Indri

Indri is a search engine that provides state-of-the-art text search and a rich structured query language for text collections of up to 50 million documents (single machine) or 500 million documents (distributed search). Available for Linux, Solaris, Windows and Mac OSX.

No further development is being done with Indri.
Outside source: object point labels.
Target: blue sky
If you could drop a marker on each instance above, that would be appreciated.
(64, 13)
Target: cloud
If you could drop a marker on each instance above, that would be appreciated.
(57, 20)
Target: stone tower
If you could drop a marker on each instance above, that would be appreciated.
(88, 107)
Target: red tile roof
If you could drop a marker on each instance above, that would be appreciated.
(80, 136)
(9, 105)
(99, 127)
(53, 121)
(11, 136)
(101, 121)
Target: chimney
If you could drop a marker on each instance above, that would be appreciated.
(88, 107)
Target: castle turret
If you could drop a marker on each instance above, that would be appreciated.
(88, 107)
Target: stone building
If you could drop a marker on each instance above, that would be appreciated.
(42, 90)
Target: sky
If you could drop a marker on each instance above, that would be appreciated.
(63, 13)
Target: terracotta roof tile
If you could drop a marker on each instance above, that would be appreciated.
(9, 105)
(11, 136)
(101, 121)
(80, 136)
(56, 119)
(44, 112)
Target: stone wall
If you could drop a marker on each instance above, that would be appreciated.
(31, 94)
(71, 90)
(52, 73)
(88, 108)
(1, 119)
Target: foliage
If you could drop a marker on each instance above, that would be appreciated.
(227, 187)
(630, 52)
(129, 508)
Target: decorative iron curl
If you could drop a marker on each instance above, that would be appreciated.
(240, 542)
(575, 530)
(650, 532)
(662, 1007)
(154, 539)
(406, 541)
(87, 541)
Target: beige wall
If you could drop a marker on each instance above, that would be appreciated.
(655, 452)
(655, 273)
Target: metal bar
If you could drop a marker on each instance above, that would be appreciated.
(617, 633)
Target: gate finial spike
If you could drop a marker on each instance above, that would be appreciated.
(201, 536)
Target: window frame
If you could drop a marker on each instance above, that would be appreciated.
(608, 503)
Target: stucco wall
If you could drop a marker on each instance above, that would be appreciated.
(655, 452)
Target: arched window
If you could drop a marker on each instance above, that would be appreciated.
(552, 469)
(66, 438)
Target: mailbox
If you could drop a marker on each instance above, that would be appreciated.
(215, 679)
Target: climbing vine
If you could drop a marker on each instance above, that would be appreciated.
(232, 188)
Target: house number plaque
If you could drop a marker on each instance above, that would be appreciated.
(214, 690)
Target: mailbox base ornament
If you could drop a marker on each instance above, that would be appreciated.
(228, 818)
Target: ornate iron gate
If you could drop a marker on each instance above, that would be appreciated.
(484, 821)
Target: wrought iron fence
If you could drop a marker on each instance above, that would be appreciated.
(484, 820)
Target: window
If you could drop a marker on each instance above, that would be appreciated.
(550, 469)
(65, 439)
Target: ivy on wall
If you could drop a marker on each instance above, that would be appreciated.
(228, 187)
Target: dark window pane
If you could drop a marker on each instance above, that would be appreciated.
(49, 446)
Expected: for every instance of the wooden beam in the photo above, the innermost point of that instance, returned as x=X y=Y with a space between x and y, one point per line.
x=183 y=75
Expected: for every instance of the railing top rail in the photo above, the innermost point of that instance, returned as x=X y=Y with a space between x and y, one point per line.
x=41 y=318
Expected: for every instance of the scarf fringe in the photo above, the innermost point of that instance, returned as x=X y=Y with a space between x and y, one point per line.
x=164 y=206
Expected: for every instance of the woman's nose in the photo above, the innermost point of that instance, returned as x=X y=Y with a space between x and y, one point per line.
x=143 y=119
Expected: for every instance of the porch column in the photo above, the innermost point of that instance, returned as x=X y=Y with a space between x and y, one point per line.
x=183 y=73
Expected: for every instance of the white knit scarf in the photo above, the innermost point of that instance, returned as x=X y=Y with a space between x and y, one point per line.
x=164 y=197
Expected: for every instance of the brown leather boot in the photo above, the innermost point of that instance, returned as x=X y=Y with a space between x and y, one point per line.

Please check out our latest project, Lucindri, which is the Indri search logic built on the Lucene search engine.
Lucindri Home Page
Lucindri Source Code on Github

Features

Powerful Query Interface

Supports popular structured query operators from INQUERY
Suffix-based wildcard term matching
Field retrieval
Passage retrieval

Flexible Indexing and Document Support

Supports UTF-8 encoded text
Language independent tokenization of UTF-8 encoded documents.
Parses PDF, HTML, XML, and TREC documents
Word and PowerPoint parsing (Windows only)
Text Annotations
Document Metadata

Package Versatility

Open source, with a flexible BSD-inspired license
Includes both command line tools and a Java user interface
API can be used from Java, PHP, or C++
Works on Windows, Linux, Solaris and Mac OS X

Scalability and Efficiency

Best-in-class ad hoc retrieval performance
Can be used on a cluster of machines for faster indexing and retrieval
Scales to terabyte-sized collections

Download

Indri can be obtained from the SourceForge Lemur Project Page.

Release History

The first version (1.0) of Indri was released in Jan 2002. Subsequent releases have been made 2-3 times each year since then. Release notes for the current release can be found on SourceForge.